British scientists report in the journal Nature that they have reviewed 20 years of data on insect diversity and abundance, gathered in more than 750,000 records of nearly 18,000 species of insects – beetles, butterflies and moths of wasps, bees, ants, flies, grasshoppers, dragonflies, damselflies, and so on — between 1992 and 2012. They read 264 published studies from more than 6,000 sampled locations, in nearly every habitat in the world. And then they made comparisons.

In places where agriculture was most intensive and where the climate had also warmed considerably, the number of insects had dropped by 49% and the number of different species was 29% lower than in places still covered. of natural plants and without any significant signal recorded. warming up.

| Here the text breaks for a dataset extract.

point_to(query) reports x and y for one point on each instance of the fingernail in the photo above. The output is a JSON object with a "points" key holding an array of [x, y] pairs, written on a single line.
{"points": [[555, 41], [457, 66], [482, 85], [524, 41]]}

In areas where agriculture was less intensive, but increasingly warm, the surviving natural habitat cushioned the losses. Where three quarters of the land was more or less wild, insect abundance was down only 7%; where the natural cover was only 25%, the fall was 63%.

“Our results underscore the urgency of action to preserve natural habitats, slow the expansion of high-intensity agriculture and reduce emissions to mitigate climate change,” said study leader Charlie Outhwaite. from University College London. “The loss of insect populations could be harmful not only to the natural environment, where insects often play a key role in ecosystems, but it could also harm human health and food security, especially with pollinator losses.

But forests do more than simply support animal life and store carbon: research by American scientists in the journal Frontiers in Forests and Climate Change now shows this very clearly. The foliage sends aromatic chemicals (scientists call them biogenic volatile organic compounds) into the atmosphere, where they play a role in cloud formation. They increase the concentration of water droplets in clouds, making them brighter so they reflect more energy back into space. If the forest is reduced, so are the cooling effects of the clouds above. And that’s not the only way forests help moderate local temperatures.

Rainforests help provide their own rainfall. “Once you cut the trees, you remove the pump that transfers water from the surface to the atmosphere, which affects downwind rainfall,” said co-author Louis Verchot of the International Center for tropical agriculture in Colombia.

Forests even control the wind, with tall canopies of trees carrying heat away from the surface and into the atmosphere. “Imagine a smooth surface, the wind is flowing straight, and the heat from the sun is going straight down. But with the canopy and its surface like a crown of broccoli, those air particles bounce around and the heat is dispersed,” said first author Deborah Lawrence of the University of Virginia.

“If we seek overall climate benefits, both local and global, we should work very hard to grow and nurture forests in the tropics and seek to sustainably manage forests outside the tropics.”